Harun ibn
‘Abdillah, seorang ulama ahli hadits yang juga pedagang kain di kota Baghdad
bercerita:
Suatu
hari, Saat malam beranjak larut, pintu rumahku di ketuk. “Siapa..?”, tanyaku.
“Ahmad”,
jawab orang diluar pelan.
“Ahmad
yang mana..?” tanyaku makin penasaran.
“Ibn
Hanbal”, jawabnya pelan.
Subhanallah,
itu guruku..!, kataku dalam hati.
Maka
kubuka pintu. Kupersilakan beliau masuk, dan kulihat beliau berjalan
berjingkat, seolah tak ingin terdengar langkahnya.
Saat
kupersilakan untuk duduk, beliau menjaga agar kursinya tidak berderit
mengeluarkan suara.
“Wahai
guru, ada urusan yang penting apakah sehingga dirimu mendatangiku selarut
ini..?”
“Maafkan
aku ya Harun… Aku tahu biasanya engkau masih terjaga meneliti hadits selarut
ini, maka aku pun memberanikan diri mendatangimu. Ada hal yang mengusik hatiku
sedari siang tadi.”
Aku
terkejut. Sejak siang..? “Apakah itu wahai guru?”
“Mmmm
begini…” suara Ahmad ibn Hanbal sangat pelan, nyaris berbisik.
“Siang
tadi aku lewat disamping majelismu, saat engkau sedang mengajar murid-muridmu.

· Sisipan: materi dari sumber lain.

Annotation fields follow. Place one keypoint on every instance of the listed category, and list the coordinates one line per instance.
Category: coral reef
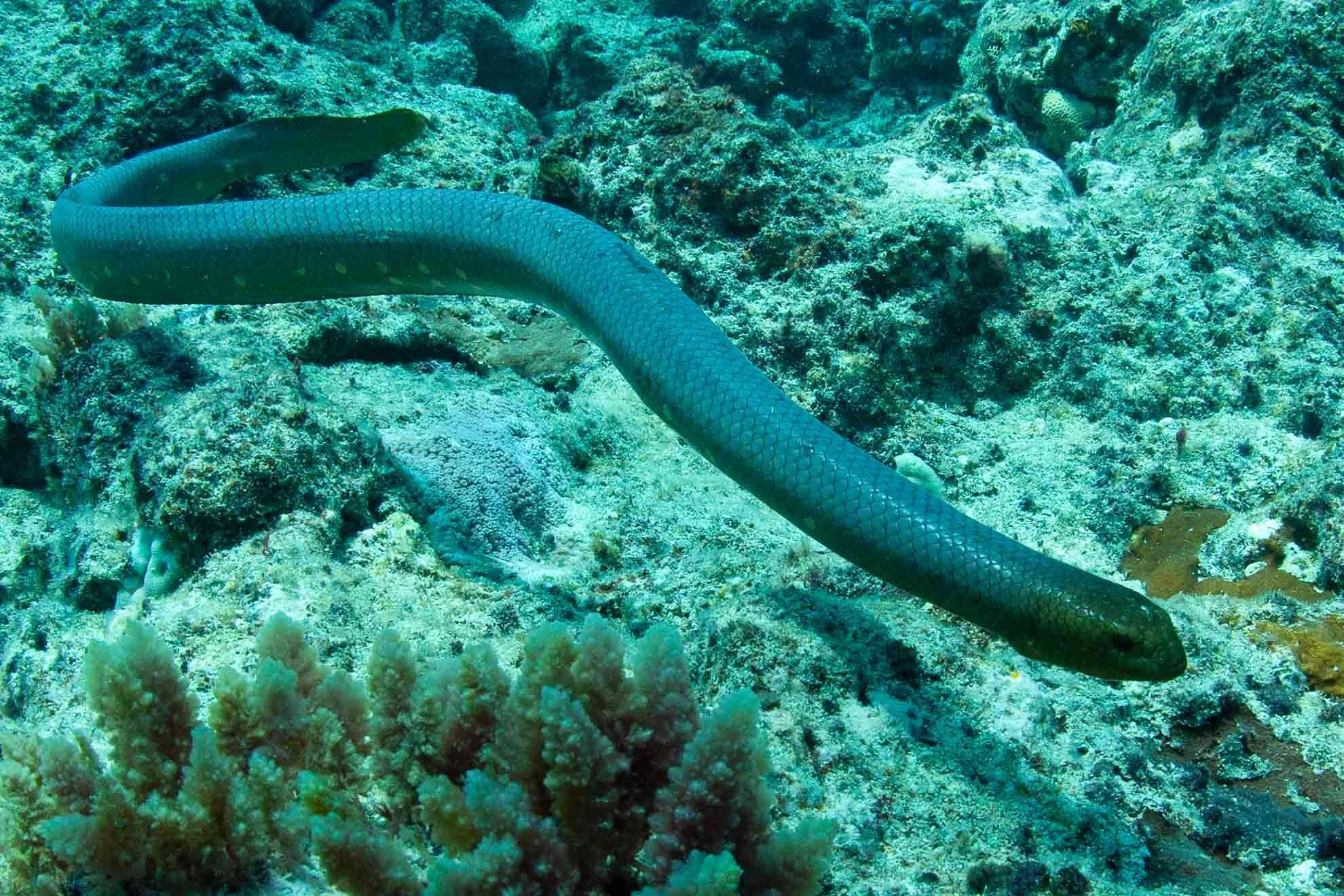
(578, 775)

Aku saksikan murid-muridmu terkena terik sinar mentari saat mencatat
hadits-hadits, sementara dirimu bernaung di bawah bayangan pepohonan.
Lain
kali, janganlah seperti itu wahai Harun. Duduklah dalam keadaan yang sama
sebagaimana murid-muridmu duduk..!”
Aku
tercekat, tak mampu berkata…
Maka
beliau berbisik lagi, mohon pamit, melangkah berjingkat dan menutup pintu
hati-hati.
Masya
Allah… Inilah guruku Ahmad ibn Hanbal, begitu mulianya akhlak beliau dalam
menyampaikan nasehat.
Beliau
bisa saja meluruskanku langsung saat melintasi majelisku. Tapi itu tidak
dilakukannya demi menjaga wibawaku dihadapan murid-muridku.
Beliau
juga rela menunggu hingga larut malam agar tidak ada orang lain yang mengetahui
kesalahanku.
Bahkan
beliau berbicara dengan suara yang sangat pelan dan berjingkat saat berjalan,
agar tidak ada anggota keluargaku yang terjaga.
Lagi-lagi
demi menjaga wibawaku sebagai imam dan teladan bagi keluargaku.
Teringat
perkataan Imam Asy Syafi’i:
“Nasehati
aku saat sendiri, jangan di saat ramai dan banyak saksi. Sebab nasehat ditengah
khalayak, terasa hinaan yang membuat hatiku pedih dan koyak; Maka maafkan jika
hatiku berontak…”
Semoga kita dapat mengambil hikma dari kisa di atas.